LLMs produce different outputs even at temperature=0 due to GPU floating-point math. Strategies to handle this:

• Run each test 3 times, require 2/3 passes: Reduces flakiness without being too strict
• Semantic similarity instead of exact match: Check that the answer is conceptually correct, not character-for-character identical
• LLM-as-judge for subjective criteria: "Is this response empathetic?" can't be answered with string matching — use GPT-4o to grade it
• Structure checks over content checks: Verify JSON is valid and has required keys; don't assert exact values of dynamic fields

from sentence_transformers import SentenceTransformer, util

model = SentenceTransformer('all-MiniLM-L6-v2')
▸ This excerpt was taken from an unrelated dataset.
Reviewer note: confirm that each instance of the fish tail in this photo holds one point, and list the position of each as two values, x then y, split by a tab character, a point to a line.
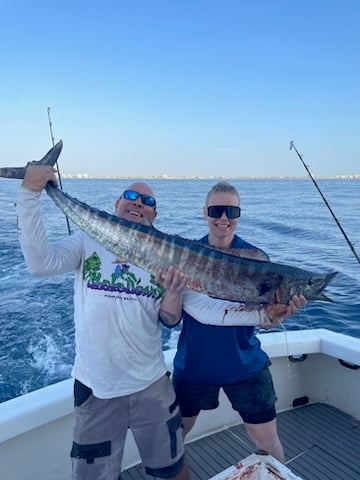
50	158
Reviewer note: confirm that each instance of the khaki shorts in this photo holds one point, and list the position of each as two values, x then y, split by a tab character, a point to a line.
101	426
def semantic_similarity(text1: str, text2: str) -> float:
    """Return cosine similarity 0-1 between two texts"""
    embeddings = model.encode([text1, text2])
    return float(util.cos_sim(embeddings[0], embeddings[1]))

# Instead of: assert response == expected_response
# Use:
similarity = semantic_similarity(response, expected_response)
assert similarity > 0.85, f"Response drift detected: similarity={similarity:.2f}"

6. Tracking Metrics Over Time

Save eval results to a time-series dashboard to detect gradual quality drift:

# scripts/run_evals_and_save.py
import wandb
from eval_utils import run_full_eval

# Initialize Weights & Biases run
run = wandb.init(project="prompt-quality", name=f"eval-{git_commit_sha}")

results = run_full_eval()

# Log metrics to W&B for trend visualization
wandb.log({
    "pass_rate": results["pass_rate"],
    "faithfulness": results["faithfulness"],
    "avg_latency_ms": results["avg_latency"],
    "avg_cost_usd": results["avg_cost"],
})

Frequently Asked Questions

How expensive is running prompt tests in CI?

With GPT-4o-mini at $0.15/1M input tokens and 20 test cases averaging 500 tokens each: 10,000 total tokens = $0.0015 per CI run. Even with GPT-4o: $0.05 per run. At 50 PRs/month, that's $2.50/month for full quality coverage. This cost is negligible.

Should I test both the prompt AND the model?

Yes. Run the same test suite against both your primary model (GPT-4o) and your fallback (GPT-4o-mini). This reveals which tests only pass on the expensive model and helps you make informed decisions about model selection for each feature.

Conclusion

Prompt testing in CI/CD is one of the highest-ROI engineering investments for an AI product team. It catches regressions before customers see them, gives non-engineers confidence to iterate on prompts, and creates a measurable quality baseline that improves over time. Start with 10 critical test cases in Promptfoo, integrate into your GitHub Actions workflow, and expand from there as your prompt library grows.